Some 280 people were sleeping rough before the pandemic in the city of Melbourne, the council area that covers the CBD and its immediate surroundings.
Emergency accommodation reduced this number to 90 people at the start of 2021, but by May 2021 it was back up to 127.
Adelaide had a similar experience.
At the start of the pandemic, 158 people were sleeping rough in the city center. This number was reduced to 114 in February 2021, but by March 2022 it was back to 155.
Nearly 93,000 people nationwide relied on government-backed homeless services in March 2022. Many other homeless people were not counted in this number.
Ms Smith said the experience of housing people and then finding them elsewhere has shown governments that there is no suitable accommodation for people with significant complexities in their lives.
Mr. Thomson would fit that description.
Since leaving the hotel, he has lost social housing and he no longer feels safe in the one that currently bears his name.
“They’ve had a lot of break-ins and stuff like that, I feel a lot safer here,” he said.
As someone struggling with addiction and mental health issues, Mr. Thomson needs help from a range of support services.
He would also like to be part of a community of people who help each other.
“We need to get back that sense of community and that sense of belonging,” he said.
“We were just unlucky”
For Sam Grenfell, Victoria’s program was life-changing after being homeless during the pandemic.
“I felt like a failure. I really did it. I didn’t know what to do,” the 51-year-old said.
In January 2021, she and her 12-year-old son left an unsafe family home in regional Victoria.
They had nowhere to go.
“[You] get that so-called homeless image that they’re either on drugs [users] or … that type of person. But we are not. We’re just ordinary people who just weren’t lucky.”
Sam and his son stayed in a family shelter, then in a series of low-cost motels. In one off the highway on the outskirts of town, they were too scared to leave their room.
“There were seedy characters walking around. We had a lady walking up and down outside our window screaming that she had to kill someone. So, yeah, it was just very uncomfortable.”
Eventually, Sam was placed in a unit as part of the pandemic’s From Homelessness to a Home program. After nearly a year in secure housing, she is now moving to permanent accommodation in another part of the state.
She thinks that without help to escape homelessness during the pandemic, everything could have turned out very differently.
“It brought me back to life. It really does,” she said.
Victoria recently extended funding for most of the program, but only for one year.
Housing Minister Richard Wynne believes the key to the plan’s success is that it provides more than just a roof over it. It also offers significant support for day-to-day living.
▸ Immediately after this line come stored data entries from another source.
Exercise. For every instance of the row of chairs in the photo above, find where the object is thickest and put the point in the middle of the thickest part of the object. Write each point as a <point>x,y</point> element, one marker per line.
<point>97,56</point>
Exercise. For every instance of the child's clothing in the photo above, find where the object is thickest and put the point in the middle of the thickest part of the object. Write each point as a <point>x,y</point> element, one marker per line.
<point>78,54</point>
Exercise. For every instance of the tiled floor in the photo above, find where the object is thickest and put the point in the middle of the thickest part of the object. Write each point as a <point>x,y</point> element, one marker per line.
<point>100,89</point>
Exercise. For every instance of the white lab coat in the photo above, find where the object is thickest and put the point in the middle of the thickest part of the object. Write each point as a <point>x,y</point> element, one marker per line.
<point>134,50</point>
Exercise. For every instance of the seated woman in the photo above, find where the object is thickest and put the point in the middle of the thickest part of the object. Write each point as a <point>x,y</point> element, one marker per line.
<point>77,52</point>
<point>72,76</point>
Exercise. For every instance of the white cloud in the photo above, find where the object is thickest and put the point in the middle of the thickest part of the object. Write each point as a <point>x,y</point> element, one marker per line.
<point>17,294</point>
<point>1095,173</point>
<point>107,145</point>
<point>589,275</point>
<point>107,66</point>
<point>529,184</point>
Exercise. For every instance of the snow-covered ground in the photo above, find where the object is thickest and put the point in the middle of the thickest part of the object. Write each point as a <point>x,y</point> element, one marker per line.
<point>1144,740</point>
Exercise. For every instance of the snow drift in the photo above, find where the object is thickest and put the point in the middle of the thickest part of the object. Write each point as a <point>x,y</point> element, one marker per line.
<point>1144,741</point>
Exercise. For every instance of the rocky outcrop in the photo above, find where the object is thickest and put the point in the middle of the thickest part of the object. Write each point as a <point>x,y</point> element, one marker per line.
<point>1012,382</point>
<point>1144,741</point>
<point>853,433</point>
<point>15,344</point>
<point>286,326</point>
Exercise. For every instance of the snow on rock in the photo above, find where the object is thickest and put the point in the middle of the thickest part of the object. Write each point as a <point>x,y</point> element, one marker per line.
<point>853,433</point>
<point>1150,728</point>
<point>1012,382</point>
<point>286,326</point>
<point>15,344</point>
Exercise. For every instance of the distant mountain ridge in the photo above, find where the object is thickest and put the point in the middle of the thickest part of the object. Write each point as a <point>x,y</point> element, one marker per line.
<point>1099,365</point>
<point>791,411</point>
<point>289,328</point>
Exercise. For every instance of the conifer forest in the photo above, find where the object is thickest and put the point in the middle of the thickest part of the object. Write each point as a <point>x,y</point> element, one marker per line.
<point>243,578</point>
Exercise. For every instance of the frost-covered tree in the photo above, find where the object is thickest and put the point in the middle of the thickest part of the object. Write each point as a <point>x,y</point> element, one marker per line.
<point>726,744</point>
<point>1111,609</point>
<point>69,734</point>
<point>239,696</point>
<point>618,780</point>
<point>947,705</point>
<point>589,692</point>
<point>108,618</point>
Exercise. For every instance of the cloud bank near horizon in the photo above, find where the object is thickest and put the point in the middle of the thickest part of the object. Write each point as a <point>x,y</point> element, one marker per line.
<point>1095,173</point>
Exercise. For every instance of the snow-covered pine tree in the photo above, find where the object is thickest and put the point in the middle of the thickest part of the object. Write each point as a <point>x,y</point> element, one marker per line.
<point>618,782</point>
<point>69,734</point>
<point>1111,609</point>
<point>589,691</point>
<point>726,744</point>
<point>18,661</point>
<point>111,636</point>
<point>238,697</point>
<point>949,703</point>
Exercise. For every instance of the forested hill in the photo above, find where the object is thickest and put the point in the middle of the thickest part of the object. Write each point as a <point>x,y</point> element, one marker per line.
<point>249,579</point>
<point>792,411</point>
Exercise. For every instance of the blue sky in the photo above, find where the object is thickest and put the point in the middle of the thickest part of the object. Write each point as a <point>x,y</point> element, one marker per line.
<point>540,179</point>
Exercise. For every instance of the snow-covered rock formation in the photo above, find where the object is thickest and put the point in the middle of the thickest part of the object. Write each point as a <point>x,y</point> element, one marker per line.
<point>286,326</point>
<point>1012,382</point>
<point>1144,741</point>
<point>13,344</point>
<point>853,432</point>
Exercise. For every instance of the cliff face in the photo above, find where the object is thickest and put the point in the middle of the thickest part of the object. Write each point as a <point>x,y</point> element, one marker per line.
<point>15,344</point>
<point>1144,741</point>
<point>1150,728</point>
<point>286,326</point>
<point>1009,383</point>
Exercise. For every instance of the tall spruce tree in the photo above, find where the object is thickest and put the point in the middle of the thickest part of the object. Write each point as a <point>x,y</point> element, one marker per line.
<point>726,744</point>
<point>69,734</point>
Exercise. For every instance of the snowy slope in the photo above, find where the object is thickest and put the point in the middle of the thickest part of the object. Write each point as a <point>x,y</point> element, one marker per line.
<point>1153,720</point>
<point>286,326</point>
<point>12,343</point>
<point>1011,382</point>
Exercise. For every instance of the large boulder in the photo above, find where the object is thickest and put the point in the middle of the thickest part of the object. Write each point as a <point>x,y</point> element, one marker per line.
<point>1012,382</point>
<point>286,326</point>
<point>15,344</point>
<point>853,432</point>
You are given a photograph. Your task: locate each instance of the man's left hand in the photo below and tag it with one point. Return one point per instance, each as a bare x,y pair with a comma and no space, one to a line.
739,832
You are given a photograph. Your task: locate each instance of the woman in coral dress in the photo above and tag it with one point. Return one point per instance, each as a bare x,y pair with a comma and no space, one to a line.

“You need wraparound services,” Mr. Wynne said.
“You can give someone a home, but if they don’t have the life skills, if they’re not connected to the community and the community supports, whether it’s drugs and ‘alcohol, [or] mental health…the chances of them making a full recovery are much less.”
When we want we can
Ms Smith believes the pandemic response shows what governments can do – when the political will is there.
“When we didn’t want people to become homeless, we provided housing,” she said.
“We showed we can do it. Let’s keep going.”
According to Mr. Thomson, it is a sad situation when a rich country like Australia fails a large part of society.
“How many people take time out of the day to not just wonder how someone got here like me or even care?” he said.
Mr Thomson said that although the “cushion of stability” given to him during the pandemic helped for a time, he again fell through the cracks.
Ultimately, he wants to use his experience to help others get back on their feet, but to do that, he too needs support.
“I would be happy with a home that I felt safe in, in a world that had that sense of community,” he said.